Canadians will continue to sign up for television subscriptions despite a proliferation in online alternatives, although the pace of subscription growth for the country’s television subscribers is expected to slow over the next four years.
PwC’s Global Entertainment and Media Outlook 2013-2017 forecasts that the number of television subscribers in Canada will increase by 800,000 by the end of 2017 (or 160,000 a year). Until recently, the industry was adding about 220,000 each year, but services such as Netflix have cut into that rate of growth as consumers embrace technology that allows them to watch their favourite shows for less money.

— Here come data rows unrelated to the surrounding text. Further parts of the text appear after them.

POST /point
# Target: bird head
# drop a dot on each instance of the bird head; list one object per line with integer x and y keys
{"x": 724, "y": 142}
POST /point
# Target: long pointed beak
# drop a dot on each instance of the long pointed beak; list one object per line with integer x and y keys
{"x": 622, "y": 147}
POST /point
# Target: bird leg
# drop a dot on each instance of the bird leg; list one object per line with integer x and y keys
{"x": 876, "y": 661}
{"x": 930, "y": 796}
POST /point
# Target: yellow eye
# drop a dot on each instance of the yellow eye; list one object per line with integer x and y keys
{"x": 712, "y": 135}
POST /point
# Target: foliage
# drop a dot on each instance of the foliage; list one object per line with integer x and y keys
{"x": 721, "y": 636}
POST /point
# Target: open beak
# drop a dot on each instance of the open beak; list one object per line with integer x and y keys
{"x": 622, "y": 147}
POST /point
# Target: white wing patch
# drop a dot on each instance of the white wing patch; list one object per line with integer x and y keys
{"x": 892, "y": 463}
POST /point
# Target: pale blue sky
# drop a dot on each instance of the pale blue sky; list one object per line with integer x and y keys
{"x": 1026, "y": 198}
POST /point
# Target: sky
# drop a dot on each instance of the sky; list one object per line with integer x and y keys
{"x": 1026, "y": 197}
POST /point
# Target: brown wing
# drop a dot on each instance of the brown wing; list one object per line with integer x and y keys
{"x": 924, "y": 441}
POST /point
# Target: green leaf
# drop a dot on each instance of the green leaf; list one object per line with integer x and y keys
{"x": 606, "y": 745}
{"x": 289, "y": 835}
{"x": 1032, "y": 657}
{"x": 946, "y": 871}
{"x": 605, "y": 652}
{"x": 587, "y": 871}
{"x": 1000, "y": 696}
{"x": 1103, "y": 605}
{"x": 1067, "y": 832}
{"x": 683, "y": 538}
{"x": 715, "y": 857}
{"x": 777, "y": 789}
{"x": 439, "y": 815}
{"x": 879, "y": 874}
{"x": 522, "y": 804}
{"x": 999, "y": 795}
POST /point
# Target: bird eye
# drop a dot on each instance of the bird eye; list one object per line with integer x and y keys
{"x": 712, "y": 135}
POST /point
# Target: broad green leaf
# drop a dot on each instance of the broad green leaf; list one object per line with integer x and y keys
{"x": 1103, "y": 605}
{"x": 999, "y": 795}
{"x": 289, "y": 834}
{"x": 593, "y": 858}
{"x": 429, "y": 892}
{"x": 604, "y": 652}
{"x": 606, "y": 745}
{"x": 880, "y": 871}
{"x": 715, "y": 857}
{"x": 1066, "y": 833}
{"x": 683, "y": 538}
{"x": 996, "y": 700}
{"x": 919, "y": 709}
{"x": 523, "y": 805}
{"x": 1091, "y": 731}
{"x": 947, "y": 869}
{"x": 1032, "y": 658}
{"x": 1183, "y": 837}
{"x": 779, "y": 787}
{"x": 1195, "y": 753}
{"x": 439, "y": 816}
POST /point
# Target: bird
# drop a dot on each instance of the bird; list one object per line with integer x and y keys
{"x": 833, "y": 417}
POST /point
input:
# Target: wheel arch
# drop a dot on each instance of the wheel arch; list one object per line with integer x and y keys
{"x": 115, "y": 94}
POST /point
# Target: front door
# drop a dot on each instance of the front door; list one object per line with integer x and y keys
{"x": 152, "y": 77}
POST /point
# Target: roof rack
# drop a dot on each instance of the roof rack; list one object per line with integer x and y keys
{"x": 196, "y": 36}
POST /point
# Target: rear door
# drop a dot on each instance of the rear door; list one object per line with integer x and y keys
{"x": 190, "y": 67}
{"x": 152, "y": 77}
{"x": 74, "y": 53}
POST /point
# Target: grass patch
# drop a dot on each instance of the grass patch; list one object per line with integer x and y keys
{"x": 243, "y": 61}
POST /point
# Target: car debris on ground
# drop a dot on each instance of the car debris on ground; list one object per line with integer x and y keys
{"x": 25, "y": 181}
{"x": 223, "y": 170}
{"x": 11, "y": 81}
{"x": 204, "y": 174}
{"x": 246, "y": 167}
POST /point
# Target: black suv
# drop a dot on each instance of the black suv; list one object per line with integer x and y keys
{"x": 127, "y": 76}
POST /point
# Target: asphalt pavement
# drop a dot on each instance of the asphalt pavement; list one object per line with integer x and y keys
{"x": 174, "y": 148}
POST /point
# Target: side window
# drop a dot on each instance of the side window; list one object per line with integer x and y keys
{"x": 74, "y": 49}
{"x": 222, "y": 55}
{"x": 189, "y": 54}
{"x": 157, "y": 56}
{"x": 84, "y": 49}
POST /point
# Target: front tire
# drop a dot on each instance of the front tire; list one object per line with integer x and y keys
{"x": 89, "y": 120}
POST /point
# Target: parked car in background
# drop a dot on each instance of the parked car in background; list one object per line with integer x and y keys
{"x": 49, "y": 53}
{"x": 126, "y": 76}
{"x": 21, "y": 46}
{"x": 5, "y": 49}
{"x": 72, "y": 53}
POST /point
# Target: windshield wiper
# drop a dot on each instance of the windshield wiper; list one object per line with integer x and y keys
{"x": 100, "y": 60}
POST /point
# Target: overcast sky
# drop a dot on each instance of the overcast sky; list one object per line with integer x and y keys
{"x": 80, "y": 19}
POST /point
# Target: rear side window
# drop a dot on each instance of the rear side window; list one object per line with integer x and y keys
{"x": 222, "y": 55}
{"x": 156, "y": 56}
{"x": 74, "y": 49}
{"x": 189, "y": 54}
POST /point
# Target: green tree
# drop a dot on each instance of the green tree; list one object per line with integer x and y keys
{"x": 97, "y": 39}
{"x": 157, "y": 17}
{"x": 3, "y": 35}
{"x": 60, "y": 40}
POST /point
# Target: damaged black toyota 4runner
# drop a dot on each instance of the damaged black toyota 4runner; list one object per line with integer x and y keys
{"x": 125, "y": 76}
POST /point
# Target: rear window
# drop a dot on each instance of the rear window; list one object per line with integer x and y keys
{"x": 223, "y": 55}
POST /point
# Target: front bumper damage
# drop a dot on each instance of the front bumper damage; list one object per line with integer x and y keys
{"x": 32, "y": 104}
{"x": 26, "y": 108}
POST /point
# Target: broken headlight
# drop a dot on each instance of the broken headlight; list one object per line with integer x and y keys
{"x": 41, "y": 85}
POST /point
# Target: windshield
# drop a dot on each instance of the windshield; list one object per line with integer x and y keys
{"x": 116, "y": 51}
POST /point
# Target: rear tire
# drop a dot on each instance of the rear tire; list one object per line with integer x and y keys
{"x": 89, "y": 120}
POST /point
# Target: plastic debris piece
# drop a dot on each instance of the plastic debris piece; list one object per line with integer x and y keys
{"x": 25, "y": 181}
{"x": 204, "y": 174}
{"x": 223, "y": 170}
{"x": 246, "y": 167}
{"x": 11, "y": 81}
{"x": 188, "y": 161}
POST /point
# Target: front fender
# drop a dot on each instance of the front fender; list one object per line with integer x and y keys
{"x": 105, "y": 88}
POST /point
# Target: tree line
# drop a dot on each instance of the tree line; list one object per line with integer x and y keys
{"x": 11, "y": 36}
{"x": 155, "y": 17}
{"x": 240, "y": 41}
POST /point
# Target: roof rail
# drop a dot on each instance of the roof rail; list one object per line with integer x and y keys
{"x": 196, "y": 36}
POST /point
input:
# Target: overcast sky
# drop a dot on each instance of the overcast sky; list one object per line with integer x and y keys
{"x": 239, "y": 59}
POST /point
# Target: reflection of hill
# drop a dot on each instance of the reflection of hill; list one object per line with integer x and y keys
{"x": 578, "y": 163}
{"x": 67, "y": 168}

But several studies have suggested that so-called “cord cutting,” whereby consumers cancel their traditional television packages in favour of online alternatives, has yet to have a serious effect on subscriber numbers in this country. Consulting firm Deloitte Canada recently said 99 per cent of those who subscribe to paid television service through traditional cable, satellite and IPTV providers will remain customers because they don’t want to miss out on live programming and the reality shows that everyone talks about incessantly after they air.
There are about 12 million Canadian households with television subscriptions in Canada. Netflix, the dominant online player, has signed up an estimated 2 million subscribers since launching here two years ago.
While the industry may continue to add subscribers, competition between cable companies and IPTV providers (Internet protocol television) will likely drive down revenue. The industry pulled in an estimated $6.9-billion in 2012, and is forecast to bring in $6.4-billion in 2017.
“All the main operators compete for broadband and telephony customers as well as TV subscribers and, in a market with limited growth prospects, competition is likely to become sharper,” the report stated.